Comms firm challenged over drug endorsement

NEW YORK: The Boston Globe has accused a New York comms firm of making a cancer survivor the unwitting promoter of an anti-cancer drug being developed by the agency’s former client.

In an article on Massachussetts-based drug company Pro-Pharmaceuticals, the paper said the cancer patient thought she was talking to a reporter when she was in fact speaking to a freelance working on a story paid for by Pro.

The story, which the Globe said was sent to Boston-area journalists last November, described the pain the cancer patient, Melanie Bone, went through as a result of chemotherapy. It claimed the therapy’s side-effects could have been lessened by Pro’s drug, Davanat-1.

But according to the Globe on 14 March, Bone had ‘never heard of Pro-Pharmaceuticals until contacted by a Globe reporter.’

Bone was also mentioned in a press release put out by Pro on its website in December 2003.
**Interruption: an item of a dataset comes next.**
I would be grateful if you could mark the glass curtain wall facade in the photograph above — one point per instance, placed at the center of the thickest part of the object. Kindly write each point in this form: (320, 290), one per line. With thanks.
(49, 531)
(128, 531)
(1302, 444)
Dian Griesel, founder and president of Pro’s former PR agency – Investor Relations Group – told PRWeek US that it hired ARA Content to write an article on Davanat-1 which could be placed in the media.

‘ARA was hired to do a story for us, and that’s the beginning and the end of it,’ Griesel said. ‘There was no press release.’

The disputed press release has Bone going further than the paid-for story. It quotes her as saying: ‘The treatment sounds very promising. I’m looking forward to seeing the results of the human trials.’

Pro did not return a call seeking comment while ARA Content vice president Fran Yoch also said she was unaware of any release mentioning Bone.

Bone was said to have had no problem with the way her name was used. She was unavailable for comment.